Blue and Mako sharks, the main types of sharks found in Britain are being killed on their routes across the Atlantic by 60-mile (96 kilometre) fishing lines armed with hooks used by Iberian fishing fleets.
As many as three to four million sharks are being killed annually by the longline fishing, the UK's Sunday Times reported recently.
Tourists and shark anglers in Cornwall in the UK's west used to catch thousands of sharks annually, and now only catch hundreds.
"We found that the sharks are congregating where warm and cool currents meet. These are highly productive areas that attract fish – and that attracts sharks too," David Sims, professor of marine ecology at the MBA, told the Sunday Times.
Fishing vessels also find themselves in these waters, where overfishing poses a problem to vulnerable species of fish.
At the rate in which these vessels fish, fish populations do not have enough time to breed, Sims said.

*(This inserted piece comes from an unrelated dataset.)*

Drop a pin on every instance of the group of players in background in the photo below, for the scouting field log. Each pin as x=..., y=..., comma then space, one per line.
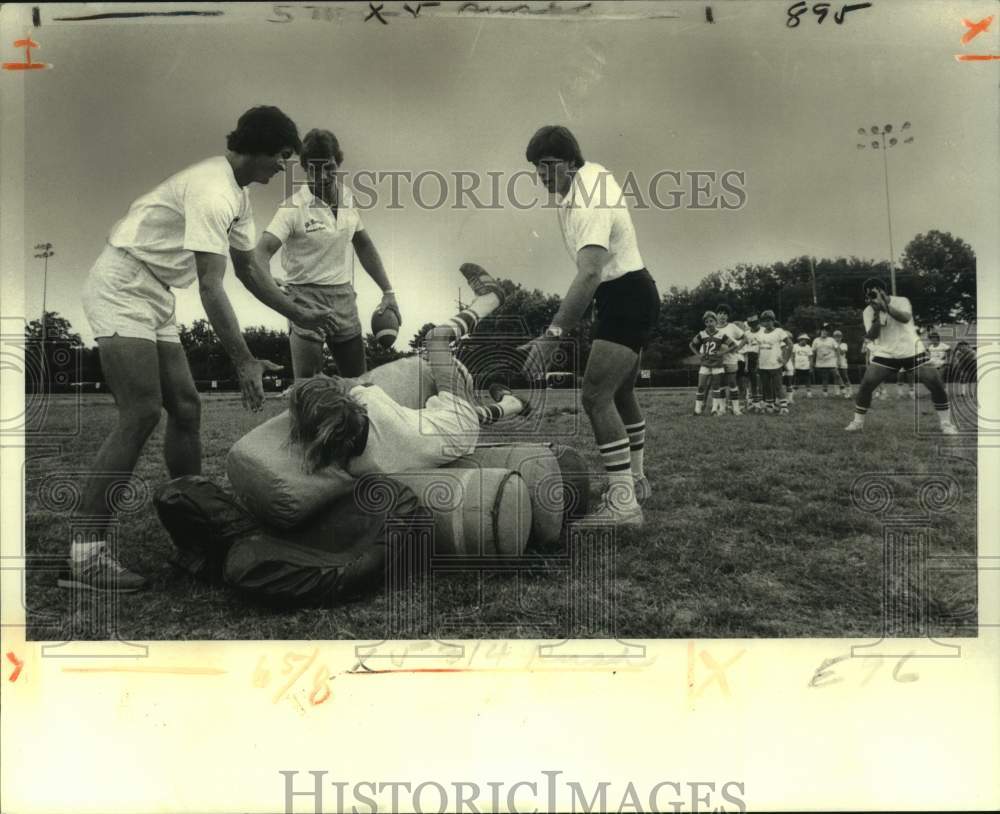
x=756, y=366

"The basic problem is not really one of Spanish and Portuguese fleets 'stealing' sharks from the UK: it's that the European Union still doesn't have a management plan for sharks," Alex Bartoli of the Shark Alliance told The Local.
"Fleets fish for tuna and swordfish in these areas and sharks are a secondary capture. But there are no limits on the number of sharks captured or on the size of the fish that can be taken," he explained
The Shark Alliance, a group of non-governmental organizations, has repeatedly called for closer regulation of shark fishing in the EU in a bid to protect the animals.